The /etc/syslog.conf file
When syslogd is started it reads the /etc/syslog.conf configuration file by default. One can also start syslogd with -f and the path to an alternative config file. This file must contain a list of items followed by a priority, followed by the path to the log-file:
item1.priority1 ; item2.priority2 /path-to-log-file
Valid items are :
auth and authpriv user general and private authentication
cron cron daemon messages
kern kernel messages
mail
news
user user processes
uucp
Valid priorities are: (from highest to lowest)
emerg
alert
crit
err
warning
notice
info
debug
*
none
Priorities are minimal! All higher priorities will be logged too. To force a priority to be info only you need to use an '=' sign as in:
user.=info /var/log/user_activity
Listing of /etc/syslog.conf
# Log all kernel messages to the console. # Logging much else clutters up the screen. #kern.* /dev/console # Log anything (except mail) of level info or higher. # Don't log private authentication messages! *.info;mail.none;news.none;authpriv.none /var/log/messages # The authpriv file has restricted access. authpriv.* /var/log/secure # Log all the mail messages in one place. mail.* /var/log/maillog # Log cron stuff cron.* /var/log/cron # Everybody gets emergency messages, plus log them on another # machine. *.emerg * *.emerg @10.1.1.254 # Save boot messages also to boot.log local7.* /var/log/boot.log # news.=crit /var/log/news/news.crit news.=err /var/log/news/news.err news.notice /var/log/news/news.notice
Log Utilities
The logger command
The first utility logger conveniently logs messages to the /var/log/messages file: If you type the following:
logger program myscipt ERR
The end of /var/log/messages should now have a message similar to this:
Jul 17 19:31:00 localhost penguin: program myscript ERR
local settings
The logger utility logs messages to /var/log/messages by default. There are local items defined that can help you create your own logfiles as follows. local0 to local7 are available items for administrators to use. The availability depends on the system (RedHat local7 logs boot-time information in /var/log/boot.log). Add the following line to /etc/syslog.conf:
local4.* /dev/tty9
Restart the syslogd
killall -HUP syslogd
The next command will be logged on the /dev/tty9
logger -p local4.notice "This script is writing to /dev/tty9"
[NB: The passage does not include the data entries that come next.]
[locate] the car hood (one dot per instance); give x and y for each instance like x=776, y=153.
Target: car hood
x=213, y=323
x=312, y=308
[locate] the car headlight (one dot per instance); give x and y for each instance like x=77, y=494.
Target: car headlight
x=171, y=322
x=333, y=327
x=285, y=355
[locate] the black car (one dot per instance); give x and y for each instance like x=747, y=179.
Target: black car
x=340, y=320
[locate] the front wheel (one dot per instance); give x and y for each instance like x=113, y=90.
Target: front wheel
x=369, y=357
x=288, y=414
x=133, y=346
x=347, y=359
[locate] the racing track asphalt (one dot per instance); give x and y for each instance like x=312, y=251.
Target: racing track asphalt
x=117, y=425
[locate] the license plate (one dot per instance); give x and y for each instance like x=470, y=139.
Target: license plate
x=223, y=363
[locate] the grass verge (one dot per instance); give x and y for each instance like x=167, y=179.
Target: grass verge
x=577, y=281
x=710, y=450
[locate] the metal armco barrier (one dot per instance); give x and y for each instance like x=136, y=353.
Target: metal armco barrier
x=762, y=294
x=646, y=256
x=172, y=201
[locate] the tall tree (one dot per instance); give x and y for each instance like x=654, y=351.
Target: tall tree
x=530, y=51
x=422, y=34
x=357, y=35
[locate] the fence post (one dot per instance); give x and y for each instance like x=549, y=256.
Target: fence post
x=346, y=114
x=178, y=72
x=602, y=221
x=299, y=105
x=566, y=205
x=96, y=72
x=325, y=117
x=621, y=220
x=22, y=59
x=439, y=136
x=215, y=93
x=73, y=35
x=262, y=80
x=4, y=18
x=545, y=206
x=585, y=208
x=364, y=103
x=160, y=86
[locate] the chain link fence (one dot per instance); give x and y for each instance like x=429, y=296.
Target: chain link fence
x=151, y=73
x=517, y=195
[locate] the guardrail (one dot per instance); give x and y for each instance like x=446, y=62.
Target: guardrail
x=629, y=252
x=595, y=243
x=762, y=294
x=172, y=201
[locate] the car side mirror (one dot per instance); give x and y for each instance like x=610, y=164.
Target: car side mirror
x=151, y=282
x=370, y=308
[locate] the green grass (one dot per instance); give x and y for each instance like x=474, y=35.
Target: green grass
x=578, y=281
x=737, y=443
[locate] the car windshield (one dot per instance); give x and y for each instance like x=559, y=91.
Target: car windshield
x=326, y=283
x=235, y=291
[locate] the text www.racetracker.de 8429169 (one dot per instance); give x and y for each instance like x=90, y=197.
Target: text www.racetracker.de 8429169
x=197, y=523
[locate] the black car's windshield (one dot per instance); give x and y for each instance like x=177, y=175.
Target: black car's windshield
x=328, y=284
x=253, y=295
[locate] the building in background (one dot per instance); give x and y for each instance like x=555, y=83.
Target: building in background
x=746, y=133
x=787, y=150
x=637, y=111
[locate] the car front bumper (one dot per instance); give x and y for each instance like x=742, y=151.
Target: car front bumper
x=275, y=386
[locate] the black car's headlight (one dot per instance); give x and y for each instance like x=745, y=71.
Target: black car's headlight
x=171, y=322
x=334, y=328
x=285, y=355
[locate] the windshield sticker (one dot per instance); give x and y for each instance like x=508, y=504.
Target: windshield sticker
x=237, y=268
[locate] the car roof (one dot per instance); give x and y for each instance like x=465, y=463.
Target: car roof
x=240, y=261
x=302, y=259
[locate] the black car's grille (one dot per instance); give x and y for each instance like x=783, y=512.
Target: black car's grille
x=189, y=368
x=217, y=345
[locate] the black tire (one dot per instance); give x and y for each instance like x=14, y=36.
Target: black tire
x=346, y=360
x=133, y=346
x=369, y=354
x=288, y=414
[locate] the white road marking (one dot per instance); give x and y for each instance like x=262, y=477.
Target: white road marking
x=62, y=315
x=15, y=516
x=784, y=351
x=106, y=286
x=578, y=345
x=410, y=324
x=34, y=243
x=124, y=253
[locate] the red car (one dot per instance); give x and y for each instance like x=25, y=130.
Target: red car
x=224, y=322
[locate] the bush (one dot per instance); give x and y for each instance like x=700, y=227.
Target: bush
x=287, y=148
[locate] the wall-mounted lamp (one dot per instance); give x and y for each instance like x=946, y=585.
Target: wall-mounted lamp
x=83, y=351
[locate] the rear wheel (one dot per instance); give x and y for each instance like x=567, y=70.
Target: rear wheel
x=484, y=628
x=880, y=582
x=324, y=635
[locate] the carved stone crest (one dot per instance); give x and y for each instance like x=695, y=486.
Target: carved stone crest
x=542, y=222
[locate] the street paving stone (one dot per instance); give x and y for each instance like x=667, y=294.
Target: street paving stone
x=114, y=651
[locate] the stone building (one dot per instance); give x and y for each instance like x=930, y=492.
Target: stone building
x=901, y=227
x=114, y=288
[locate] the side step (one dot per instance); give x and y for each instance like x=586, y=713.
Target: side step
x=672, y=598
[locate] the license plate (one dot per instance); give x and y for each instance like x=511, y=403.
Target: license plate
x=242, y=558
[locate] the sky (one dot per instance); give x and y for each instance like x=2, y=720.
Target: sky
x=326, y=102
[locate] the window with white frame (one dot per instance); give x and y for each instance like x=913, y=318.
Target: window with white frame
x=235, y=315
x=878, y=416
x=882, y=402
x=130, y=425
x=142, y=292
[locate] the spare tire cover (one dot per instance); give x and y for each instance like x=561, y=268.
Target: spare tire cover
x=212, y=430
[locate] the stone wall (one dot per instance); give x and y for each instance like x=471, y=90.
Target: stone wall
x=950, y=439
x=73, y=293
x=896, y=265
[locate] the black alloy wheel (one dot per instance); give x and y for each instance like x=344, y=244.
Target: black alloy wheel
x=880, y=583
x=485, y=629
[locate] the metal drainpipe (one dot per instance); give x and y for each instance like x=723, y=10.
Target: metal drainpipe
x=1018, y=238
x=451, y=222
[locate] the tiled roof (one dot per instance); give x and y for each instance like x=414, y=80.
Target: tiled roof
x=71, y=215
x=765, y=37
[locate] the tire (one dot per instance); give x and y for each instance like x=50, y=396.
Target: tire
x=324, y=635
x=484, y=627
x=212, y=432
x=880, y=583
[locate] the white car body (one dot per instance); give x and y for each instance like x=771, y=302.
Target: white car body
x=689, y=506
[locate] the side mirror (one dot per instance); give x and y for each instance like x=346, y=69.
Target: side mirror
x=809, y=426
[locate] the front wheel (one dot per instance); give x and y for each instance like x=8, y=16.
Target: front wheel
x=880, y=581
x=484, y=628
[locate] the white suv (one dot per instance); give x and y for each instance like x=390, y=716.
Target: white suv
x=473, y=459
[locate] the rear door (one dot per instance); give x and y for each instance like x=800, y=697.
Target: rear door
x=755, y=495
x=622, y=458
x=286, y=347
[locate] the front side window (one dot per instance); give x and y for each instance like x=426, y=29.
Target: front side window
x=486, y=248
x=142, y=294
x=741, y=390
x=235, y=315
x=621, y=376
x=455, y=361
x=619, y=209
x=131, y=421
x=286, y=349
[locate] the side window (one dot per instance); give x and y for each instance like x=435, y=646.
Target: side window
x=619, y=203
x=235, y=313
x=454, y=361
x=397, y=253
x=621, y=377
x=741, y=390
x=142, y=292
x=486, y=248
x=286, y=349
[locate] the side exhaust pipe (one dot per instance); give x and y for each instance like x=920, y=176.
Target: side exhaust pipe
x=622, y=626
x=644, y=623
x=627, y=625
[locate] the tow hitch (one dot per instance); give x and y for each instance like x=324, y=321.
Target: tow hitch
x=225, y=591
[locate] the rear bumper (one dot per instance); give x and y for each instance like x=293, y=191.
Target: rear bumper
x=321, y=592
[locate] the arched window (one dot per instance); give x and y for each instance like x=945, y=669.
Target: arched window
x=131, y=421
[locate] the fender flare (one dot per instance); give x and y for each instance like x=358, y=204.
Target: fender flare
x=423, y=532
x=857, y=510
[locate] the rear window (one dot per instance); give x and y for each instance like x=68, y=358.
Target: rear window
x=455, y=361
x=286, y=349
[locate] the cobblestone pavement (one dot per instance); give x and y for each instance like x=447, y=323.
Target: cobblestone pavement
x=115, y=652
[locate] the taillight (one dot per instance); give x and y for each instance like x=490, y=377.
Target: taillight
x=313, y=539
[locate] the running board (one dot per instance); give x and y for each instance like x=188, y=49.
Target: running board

An interesting device is the /dev/speech this is installed with the Festival tools.
Logrotate
The log files are updated using logrotate. Usually logrotate is run daily as a cron job. The configuration file /etc/logrotate.conf contains commands to create or compress files.
Listing of logrotate.conf
# rotate log files weekly
weekly
# keep 4 weeks worth of backlogs
rotate 4
# send errors to root
errors root
# create new (empty) log files after rotating old ones
create
# uncomment this if you want your log files compressed
compress
# RPM packages drop log rotation information into this directory
include /etc/logrotate.d
# no packages own lastlog or wtmp -- we'll rotate them here
/var/log/wtmp {
monthly
create 0664 root utmp
rotate 1
}
Automatic Tasks
Using cron
The program responsible for running crons is called crond. Every minute the crond will read specific files containing command to be executed. These files are called crontabs.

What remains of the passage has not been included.